In a void, many things like authority, wealth, aggressiveness, articulation, political savviness can easily masquerade as Leadership. After all, Leadership is neutral in morality, character and visibility. Great individual contributors, often driven by their own ambition, can be promoted into positions of authority before being formally trained on effective leadership. On the other hand, many qualified, responsible and able employees may easily lack the political awareness to rise up and effect a broader change.
Improper Panning, Lack of Market Differentiation, Toxic Corporate Culture, Inadequate Financial Management are all just offshoots of Poor Leadership. And this is where the debate between a Leader and Boss comes into play. There are many easy simple representations highlighting the theoretical difference.
But in reality, people always want to reconcile that what they have or are has been earned even if it was disproportionately received. The most inept bosses will find a way to take credit for luck while blame others for their failures. The leadership gap is not wanting to accept that responsibility and authority go hand in hand. But while they fundamentally know that Leadership is based on conscientiousness, integrity and an ability to empower, they willfully ignore they lack these qualities.
Beware the Leadership Masquerade
The term “sour grapes” comes from an old children’s tale. Driven by hunger, a fox tried to reach some grapes hanging high on the vine but was unable to, although he leaped with all his strength. As he went away, the fox remarked ‘Oh, you aren’t even ripe yet! I don’t need any sour grapes.’

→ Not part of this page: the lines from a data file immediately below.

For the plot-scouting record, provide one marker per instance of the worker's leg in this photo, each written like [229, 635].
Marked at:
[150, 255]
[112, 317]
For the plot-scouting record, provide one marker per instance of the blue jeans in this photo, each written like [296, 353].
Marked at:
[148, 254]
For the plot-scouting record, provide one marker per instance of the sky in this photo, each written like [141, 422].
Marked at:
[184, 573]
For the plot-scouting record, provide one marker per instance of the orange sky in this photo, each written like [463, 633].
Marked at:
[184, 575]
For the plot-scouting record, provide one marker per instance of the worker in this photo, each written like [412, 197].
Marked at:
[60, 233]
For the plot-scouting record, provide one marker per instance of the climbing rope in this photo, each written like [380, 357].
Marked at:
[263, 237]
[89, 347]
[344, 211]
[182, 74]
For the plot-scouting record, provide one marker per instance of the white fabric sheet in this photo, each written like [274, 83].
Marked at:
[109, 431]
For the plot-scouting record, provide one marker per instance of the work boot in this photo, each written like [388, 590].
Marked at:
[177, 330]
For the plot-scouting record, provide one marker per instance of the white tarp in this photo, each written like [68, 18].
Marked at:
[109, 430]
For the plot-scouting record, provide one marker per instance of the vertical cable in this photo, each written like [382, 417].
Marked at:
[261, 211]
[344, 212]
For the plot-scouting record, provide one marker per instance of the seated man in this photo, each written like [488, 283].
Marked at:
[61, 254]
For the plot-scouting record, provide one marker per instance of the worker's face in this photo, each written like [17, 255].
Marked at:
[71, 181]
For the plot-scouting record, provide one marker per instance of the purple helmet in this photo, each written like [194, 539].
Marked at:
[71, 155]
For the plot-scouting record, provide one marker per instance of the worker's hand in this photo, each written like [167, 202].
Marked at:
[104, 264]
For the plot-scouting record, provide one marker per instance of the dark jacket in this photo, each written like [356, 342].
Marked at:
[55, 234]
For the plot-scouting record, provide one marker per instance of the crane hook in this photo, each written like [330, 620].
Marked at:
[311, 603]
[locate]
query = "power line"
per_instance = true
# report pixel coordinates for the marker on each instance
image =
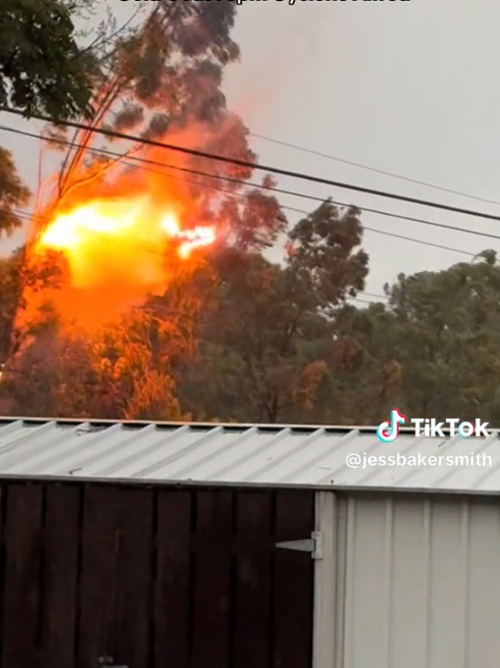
(250, 165)
(141, 163)
(374, 169)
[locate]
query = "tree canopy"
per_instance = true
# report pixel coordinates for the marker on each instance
(42, 69)
(233, 336)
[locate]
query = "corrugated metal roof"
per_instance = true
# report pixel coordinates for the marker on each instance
(243, 455)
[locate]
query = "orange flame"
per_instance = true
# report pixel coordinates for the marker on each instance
(115, 250)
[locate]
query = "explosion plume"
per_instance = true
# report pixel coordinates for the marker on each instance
(118, 250)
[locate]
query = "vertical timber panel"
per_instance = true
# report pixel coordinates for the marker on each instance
(173, 583)
(98, 585)
(130, 644)
(60, 575)
(212, 583)
(252, 595)
(116, 572)
(22, 595)
(293, 582)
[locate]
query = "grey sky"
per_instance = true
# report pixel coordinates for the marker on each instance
(406, 87)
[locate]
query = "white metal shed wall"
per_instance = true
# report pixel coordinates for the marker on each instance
(415, 580)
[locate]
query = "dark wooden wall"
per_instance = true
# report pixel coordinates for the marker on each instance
(154, 578)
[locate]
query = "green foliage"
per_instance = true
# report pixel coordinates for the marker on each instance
(42, 70)
(13, 194)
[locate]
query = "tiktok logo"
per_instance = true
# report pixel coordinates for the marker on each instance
(388, 431)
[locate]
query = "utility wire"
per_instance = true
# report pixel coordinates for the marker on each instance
(250, 165)
(373, 169)
(143, 163)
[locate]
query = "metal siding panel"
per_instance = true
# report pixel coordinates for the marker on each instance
(255, 455)
(484, 586)
(421, 584)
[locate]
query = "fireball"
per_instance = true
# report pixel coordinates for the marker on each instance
(117, 250)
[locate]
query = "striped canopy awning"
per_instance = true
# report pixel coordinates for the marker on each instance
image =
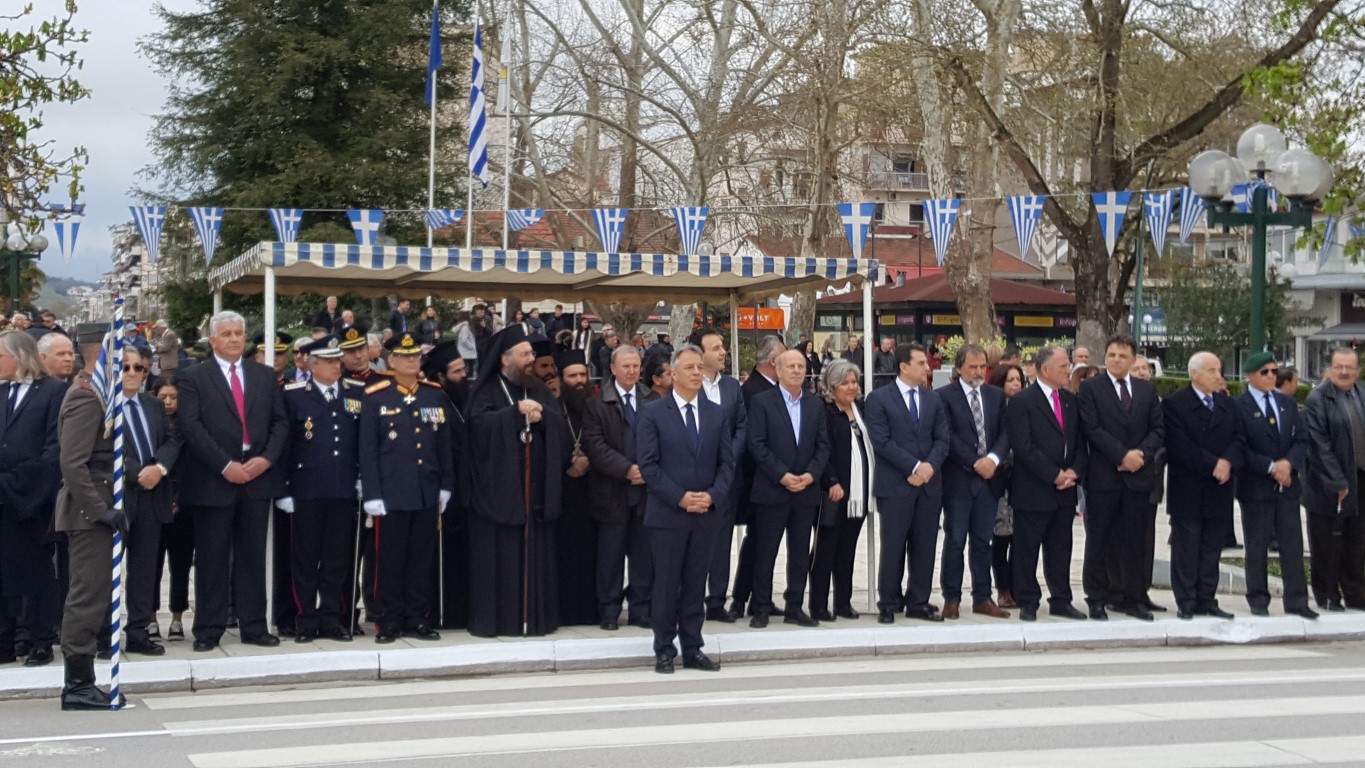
(377, 270)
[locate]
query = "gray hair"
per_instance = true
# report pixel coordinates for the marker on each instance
(834, 374)
(225, 317)
(25, 352)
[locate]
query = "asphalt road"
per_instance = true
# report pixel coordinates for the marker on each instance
(1160, 707)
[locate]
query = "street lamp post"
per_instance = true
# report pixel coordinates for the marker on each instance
(1297, 173)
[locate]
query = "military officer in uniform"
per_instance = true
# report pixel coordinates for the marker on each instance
(407, 478)
(321, 472)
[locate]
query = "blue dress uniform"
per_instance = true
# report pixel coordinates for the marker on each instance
(407, 476)
(321, 469)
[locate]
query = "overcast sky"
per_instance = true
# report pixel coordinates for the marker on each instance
(112, 124)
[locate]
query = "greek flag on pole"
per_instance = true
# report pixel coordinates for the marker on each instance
(208, 223)
(857, 221)
(1111, 208)
(366, 224)
(691, 225)
(520, 218)
(1025, 212)
(285, 221)
(1192, 209)
(1156, 206)
(939, 216)
(150, 220)
(610, 223)
(478, 113)
(67, 225)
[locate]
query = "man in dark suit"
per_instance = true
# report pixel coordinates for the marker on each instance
(908, 427)
(29, 476)
(1050, 461)
(688, 463)
(232, 422)
(789, 445)
(1121, 418)
(1276, 448)
(1204, 448)
(1332, 487)
(978, 444)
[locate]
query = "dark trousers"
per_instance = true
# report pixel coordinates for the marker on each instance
(1113, 570)
(1196, 546)
(1050, 531)
(773, 521)
(836, 547)
(681, 561)
(406, 555)
(230, 554)
(909, 529)
(139, 561)
(321, 561)
(1260, 521)
(178, 547)
(968, 520)
(1337, 555)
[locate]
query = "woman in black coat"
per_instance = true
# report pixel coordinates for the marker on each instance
(848, 499)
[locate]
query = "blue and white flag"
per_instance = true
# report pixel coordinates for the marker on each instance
(67, 225)
(1025, 212)
(478, 113)
(1192, 210)
(857, 221)
(285, 221)
(610, 223)
(1156, 206)
(939, 216)
(150, 220)
(691, 225)
(520, 218)
(208, 223)
(366, 224)
(1111, 208)
(441, 217)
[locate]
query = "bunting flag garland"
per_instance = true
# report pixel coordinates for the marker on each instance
(441, 217)
(1111, 208)
(150, 220)
(939, 216)
(691, 225)
(1158, 209)
(1192, 210)
(208, 223)
(285, 221)
(1025, 212)
(67, 225)
(366, 224)
(857, 221)
(610, 223)
(520, 218)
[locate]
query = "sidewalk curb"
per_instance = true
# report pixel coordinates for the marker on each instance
(617, 652)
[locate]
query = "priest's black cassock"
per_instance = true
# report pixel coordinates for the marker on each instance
(512, 557)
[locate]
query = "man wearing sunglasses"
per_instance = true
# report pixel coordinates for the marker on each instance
(1268, 486)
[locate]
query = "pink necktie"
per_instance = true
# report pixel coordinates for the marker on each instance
(239, 399)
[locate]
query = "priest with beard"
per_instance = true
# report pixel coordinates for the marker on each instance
(520, 448)
(578, 539)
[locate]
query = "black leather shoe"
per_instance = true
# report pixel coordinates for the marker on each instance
(145, 648)
(264, 640)
(1066, 611)
(700, 662)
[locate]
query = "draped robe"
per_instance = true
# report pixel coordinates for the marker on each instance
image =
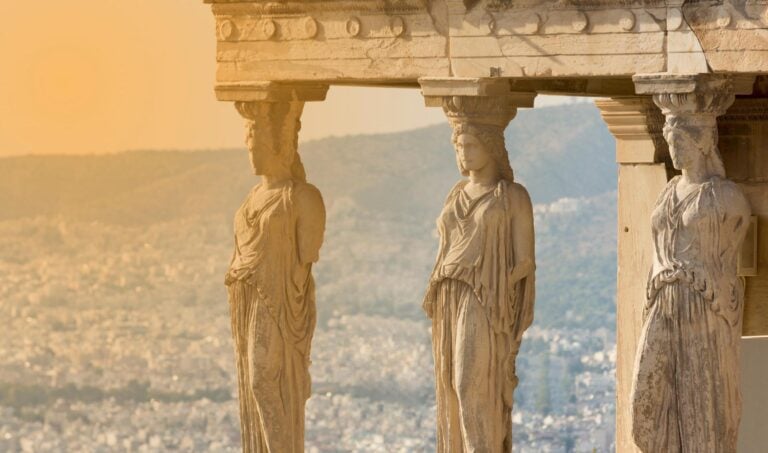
(478, 318)
(685, 395)
(272, 305)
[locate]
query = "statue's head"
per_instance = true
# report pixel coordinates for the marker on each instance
(478, 146)
(272, 137)
(692, 141)
(691, 105)
(478, 133)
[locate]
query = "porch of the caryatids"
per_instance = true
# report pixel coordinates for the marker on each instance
(685, 393)
(278, 232)
(480, 294)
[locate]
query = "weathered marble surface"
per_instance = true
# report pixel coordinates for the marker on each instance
(278, 234)
(388, 42)
(686, 392)
(481, 291)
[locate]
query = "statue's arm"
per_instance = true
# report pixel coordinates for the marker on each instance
(523, 243)
(310, 227)
(735, 210)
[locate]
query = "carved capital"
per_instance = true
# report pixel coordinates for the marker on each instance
(706, 96)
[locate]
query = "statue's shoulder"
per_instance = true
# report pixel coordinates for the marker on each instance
(307, 196)
(517, 194)
(456, 189)
(729, 197)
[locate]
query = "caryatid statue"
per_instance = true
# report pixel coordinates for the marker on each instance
(278, 233)
(685, 393)
(481, 291)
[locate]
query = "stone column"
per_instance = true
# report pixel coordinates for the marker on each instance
(641, 153)
(480, 295)
(743, 144)
(685, 393)
(278, 234)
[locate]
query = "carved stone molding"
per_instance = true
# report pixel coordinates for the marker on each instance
(437, 91)
(271, 91)
(635, 118)
(691, 95)
(685, 393)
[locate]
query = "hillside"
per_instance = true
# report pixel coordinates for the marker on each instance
(115, 319)
(382, 192)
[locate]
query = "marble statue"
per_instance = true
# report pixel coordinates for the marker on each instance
(685, 393)
(481, 291)
(278, 233)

A disconnect between reality and ones own self-perception of value, competency and even desires, leads to frustration which must be resolved by either: coming up with a justification or a remedy. While remedies usually are drastic, typically rationalization or confirmation bias is the preferred route. While most people want to believe they follow a linear argument train of thought to come to their conclusions. The reality is that most people create their conclusions and they work backwards to justify them (ie. the fox can’t get the grapes and therefore rationalizes why he doesn’t want them).
A modern office environment take on the story is probably one that is not unfamiliar to most: Your boss decides to go forward with an action plan, despite everyone else’s concerns, that is ill-conceived and unclear on its merits or direction. It fails, creates poor morale and ends up being a financial loss. Your boss blames your poor execution, inability to warn him of the consequences or maybe claims bad luck. Maybe he even justifies it by saying: “We’re better off anyway!”
Self awareness is key
Ironically, of the reasons for organizational failure, Poor Leadership is the only one that has the authority to correct itself, and yet often there is no accountability to recognize itself. But ultimately there is no faking it. The company will either lose those who have true leadership qualities, the impostor will either be forced out or else he/she will manage the company off a cliff.
Although the impostor will continue to blame others for their failures under his regime, it will not change the fact that the company he was managing failed. That is why an organization must take a conscious, honest and consistent approach on reflecting on how to effectively measure and promote Leadership within itself.
Taking it one step further, measuring Leadership should start with measuring self-awareness and accountability. One would almost argue that measuring leadership starts with understanding by what means, why and how does Leadership ask for feedback, walking a fine line between arrogance and humility. It may not be a perfect measurement, but its a start.